Setelah
melalui perenungan berhari - hari,
hampir bisa kupastikan bahwa kita tidak akan pernah bisa menghapus ingatan –
ingatan perasaan kita, walau kita mencoba untuk menaruhnya di pojok hati yang
paling dalam, itu akan percuma karena dia akan berubah menjadi bom waktu yang
sewaktu – waktu akan meledak. dan hanya butuh sedikit pematik saja maka “BOOM”

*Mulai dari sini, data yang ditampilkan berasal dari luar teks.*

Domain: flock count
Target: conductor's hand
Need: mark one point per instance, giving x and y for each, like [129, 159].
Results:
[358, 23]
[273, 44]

dia akan meledakan hatimu lagi. Perasaan itu akan kembali tumpah berserakan dan
setiap keping – keping ingatan itu akan terulang bagaikan film dokumeter yang
abadi. Jika ini tidak bisa di pahami oleh beberapa orang yang selalu bilang
kita bisa melupakannya, maka cobalah pahami dari sisi yang hingga kapanpun
tetap mengingatnya, karena sekali saja kau menuliskannya di hati mu maka dia
akan membekas selamanya dan akan tetap di ingat hingga kapanpun.
Beberapa
hari ini ku sangat bersyukur atas kesempatan yang pemilik semesta berikan dan juga
beberapa hal yang membuat ku bisa mengembalikan senyum dan ku harus bisa “Move
On” dengan berbagai target yang tidak ringan, sungguh ku syukuri perasaan yang
pemilik semesta beri, walau ketika ingatan itu muncul kembali di sela – sela aktivitas
ini setidaknya dalam minggu ini ku berhasil meredam air mata ini untuk tumpah
dan itu sungguh tidak mudah karena meski ku coba untuk berhenti menangis tentu
tangis itu tak terlihat di pipi yang kering tapi tangis itu tertinggal di hati.
Kesedihan, rasa sakit, kesendirian dan beban yang membekas. Disini ku tak tahu
apakah ini akan berlangsung sebentar atau boleh jadi selamanya.
Aku,
Kau dan secarik tulisan di hati ini tak ada yang bisa mengapusnya, maka izinkan
aku menangis untukmu, bukan karena kesalahanku dalam memilih, atau karena
kegagalanku mengetahui betapa berharganya dirimu tapi karena perasaan ini masih
membuktikan diriku manusia yang mempunyai “perasaan” “rasa” dan “ingatan” yang ingin ku abadikan.